To be fair to McCain, the other two presidential front-runners, Democratic Senators Barack Obama and Hillary Clinton, have not offered a positive-thinking agenda for Russia either, pledging to be tougher with Russia than Bush and endorsing further NATO expansion by accepting Ukraine and Georgia into the alliance. All three presidential contenders have promised to expand the Bush administration's effort to "spread democracy," a policy that an overwhelming majority of Russians see as a thinly veiled smoke screen to strengthen the U.S. position in the world at the expense of Russia.
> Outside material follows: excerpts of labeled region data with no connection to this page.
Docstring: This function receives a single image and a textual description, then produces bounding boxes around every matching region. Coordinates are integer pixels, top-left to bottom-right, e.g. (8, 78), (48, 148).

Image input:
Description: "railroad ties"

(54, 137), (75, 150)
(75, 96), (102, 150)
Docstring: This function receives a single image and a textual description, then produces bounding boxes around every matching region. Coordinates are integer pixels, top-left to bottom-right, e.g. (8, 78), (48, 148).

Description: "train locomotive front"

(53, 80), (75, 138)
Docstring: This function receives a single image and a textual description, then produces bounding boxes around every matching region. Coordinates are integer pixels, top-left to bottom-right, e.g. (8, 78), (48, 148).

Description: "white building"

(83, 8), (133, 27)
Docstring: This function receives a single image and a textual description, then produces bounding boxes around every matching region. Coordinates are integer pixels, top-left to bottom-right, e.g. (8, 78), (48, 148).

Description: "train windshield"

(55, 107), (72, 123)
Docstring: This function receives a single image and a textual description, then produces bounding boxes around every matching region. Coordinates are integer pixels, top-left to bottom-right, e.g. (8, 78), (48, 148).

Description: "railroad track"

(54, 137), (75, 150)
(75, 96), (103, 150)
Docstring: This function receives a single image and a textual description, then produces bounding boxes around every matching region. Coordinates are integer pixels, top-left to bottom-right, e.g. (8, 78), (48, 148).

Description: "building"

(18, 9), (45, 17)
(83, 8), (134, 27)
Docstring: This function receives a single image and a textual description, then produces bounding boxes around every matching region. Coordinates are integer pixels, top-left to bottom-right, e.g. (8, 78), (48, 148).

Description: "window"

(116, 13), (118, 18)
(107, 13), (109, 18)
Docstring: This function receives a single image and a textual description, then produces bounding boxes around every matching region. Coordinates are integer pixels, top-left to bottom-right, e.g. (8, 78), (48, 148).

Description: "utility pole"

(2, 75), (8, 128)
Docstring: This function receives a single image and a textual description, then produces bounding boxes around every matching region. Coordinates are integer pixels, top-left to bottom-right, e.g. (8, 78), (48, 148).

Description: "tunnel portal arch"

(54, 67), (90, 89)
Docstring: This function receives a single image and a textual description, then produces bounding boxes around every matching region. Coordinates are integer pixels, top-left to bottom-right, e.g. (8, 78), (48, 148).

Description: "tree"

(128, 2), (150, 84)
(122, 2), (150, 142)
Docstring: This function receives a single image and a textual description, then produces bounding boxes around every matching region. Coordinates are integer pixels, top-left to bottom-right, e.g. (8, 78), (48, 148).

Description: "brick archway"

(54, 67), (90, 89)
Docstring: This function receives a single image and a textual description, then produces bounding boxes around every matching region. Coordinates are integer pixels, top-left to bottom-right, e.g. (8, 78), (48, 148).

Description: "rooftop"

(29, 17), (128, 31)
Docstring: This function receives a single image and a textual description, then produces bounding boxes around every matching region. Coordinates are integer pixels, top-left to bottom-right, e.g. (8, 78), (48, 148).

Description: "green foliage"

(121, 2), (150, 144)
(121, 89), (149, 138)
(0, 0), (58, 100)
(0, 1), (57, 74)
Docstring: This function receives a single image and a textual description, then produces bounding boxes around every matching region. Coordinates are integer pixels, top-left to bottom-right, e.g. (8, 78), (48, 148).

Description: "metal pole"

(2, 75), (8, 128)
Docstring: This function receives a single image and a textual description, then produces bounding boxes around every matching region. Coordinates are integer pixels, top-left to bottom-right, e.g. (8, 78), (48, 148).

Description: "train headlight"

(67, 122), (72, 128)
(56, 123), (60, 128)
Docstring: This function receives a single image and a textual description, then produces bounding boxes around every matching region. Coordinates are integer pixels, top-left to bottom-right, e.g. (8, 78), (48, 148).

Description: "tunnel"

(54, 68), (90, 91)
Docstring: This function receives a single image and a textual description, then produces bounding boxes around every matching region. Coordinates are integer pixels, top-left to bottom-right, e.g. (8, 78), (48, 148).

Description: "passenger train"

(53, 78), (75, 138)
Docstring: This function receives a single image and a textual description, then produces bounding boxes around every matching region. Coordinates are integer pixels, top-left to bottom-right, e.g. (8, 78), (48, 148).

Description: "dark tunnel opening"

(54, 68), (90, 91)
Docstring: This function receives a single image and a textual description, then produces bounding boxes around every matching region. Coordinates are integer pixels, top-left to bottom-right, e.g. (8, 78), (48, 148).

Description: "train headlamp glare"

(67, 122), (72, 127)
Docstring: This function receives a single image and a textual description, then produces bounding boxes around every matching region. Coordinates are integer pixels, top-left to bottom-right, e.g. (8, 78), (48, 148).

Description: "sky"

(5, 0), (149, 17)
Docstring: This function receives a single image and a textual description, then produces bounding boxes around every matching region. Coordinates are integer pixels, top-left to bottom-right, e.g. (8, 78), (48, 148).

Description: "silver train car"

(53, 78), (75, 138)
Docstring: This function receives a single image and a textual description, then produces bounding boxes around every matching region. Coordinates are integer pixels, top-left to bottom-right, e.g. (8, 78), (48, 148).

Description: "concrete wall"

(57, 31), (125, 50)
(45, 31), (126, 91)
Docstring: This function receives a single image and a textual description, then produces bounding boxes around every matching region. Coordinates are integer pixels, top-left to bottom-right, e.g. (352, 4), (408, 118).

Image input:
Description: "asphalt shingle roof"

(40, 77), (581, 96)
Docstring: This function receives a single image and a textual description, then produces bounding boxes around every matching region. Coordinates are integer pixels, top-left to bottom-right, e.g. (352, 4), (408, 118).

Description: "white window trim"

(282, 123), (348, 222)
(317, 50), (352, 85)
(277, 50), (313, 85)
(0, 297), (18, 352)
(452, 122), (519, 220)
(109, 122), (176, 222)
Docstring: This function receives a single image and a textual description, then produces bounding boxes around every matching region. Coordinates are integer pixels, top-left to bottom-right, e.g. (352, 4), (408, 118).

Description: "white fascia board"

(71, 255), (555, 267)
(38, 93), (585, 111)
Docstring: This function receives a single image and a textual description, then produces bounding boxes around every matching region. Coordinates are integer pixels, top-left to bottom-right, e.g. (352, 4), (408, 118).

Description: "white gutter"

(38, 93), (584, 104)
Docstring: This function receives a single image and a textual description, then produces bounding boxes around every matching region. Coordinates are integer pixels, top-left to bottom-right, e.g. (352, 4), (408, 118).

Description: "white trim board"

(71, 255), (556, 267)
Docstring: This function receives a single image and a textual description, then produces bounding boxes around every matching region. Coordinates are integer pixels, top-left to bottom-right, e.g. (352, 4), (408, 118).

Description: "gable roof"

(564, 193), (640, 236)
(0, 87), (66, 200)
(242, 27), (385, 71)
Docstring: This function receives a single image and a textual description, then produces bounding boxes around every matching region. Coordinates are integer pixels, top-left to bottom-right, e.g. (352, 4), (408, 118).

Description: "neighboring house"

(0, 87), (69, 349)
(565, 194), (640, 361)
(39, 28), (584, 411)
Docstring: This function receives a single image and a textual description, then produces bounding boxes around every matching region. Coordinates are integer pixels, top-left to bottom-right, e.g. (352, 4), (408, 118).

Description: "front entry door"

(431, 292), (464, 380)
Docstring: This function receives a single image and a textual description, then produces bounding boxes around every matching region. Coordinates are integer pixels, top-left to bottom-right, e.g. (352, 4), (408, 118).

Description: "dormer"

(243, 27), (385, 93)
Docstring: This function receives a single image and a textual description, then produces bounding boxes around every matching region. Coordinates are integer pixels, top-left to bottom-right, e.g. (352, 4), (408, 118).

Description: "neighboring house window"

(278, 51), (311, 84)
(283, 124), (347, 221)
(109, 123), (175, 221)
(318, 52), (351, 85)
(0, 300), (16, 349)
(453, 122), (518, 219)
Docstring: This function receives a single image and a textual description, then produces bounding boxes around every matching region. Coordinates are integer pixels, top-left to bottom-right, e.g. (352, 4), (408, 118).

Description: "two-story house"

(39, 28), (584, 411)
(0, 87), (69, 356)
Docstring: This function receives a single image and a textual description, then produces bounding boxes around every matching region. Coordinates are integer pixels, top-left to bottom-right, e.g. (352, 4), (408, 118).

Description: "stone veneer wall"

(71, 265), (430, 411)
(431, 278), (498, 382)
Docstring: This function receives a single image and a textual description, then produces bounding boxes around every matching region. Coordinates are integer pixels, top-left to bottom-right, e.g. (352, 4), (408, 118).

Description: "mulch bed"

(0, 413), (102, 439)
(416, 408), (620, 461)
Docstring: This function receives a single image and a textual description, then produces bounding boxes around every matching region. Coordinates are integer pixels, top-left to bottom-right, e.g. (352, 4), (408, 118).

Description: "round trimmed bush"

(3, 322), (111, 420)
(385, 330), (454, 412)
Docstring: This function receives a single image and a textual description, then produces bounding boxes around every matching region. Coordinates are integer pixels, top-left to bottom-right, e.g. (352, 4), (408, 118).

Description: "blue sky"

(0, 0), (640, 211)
At a recent celebration in honor of former U.S. National Security Adviser Zbigniew Brzezinski, speaker after speaker stood up to say that none of the major security problems faced by the United States and the rest of the world could have been solved without cooperation from Russia. Even Brzezinski himself, who considers Russia to be little more than an evil genius, echoed this sentiment. Does McCain believe that all of them are wrong?

We may never know. Neither McCain nor his top foreign policy adviser, Randy Scheuneman, have confirmed or declined my invitation to speak at the forum, even though the meeting hall is right next door to McCain's office in the Hart Senate Office Building.

Edward Lozansky is president of American University in Moscow and president of the World Russian Forum in Washington.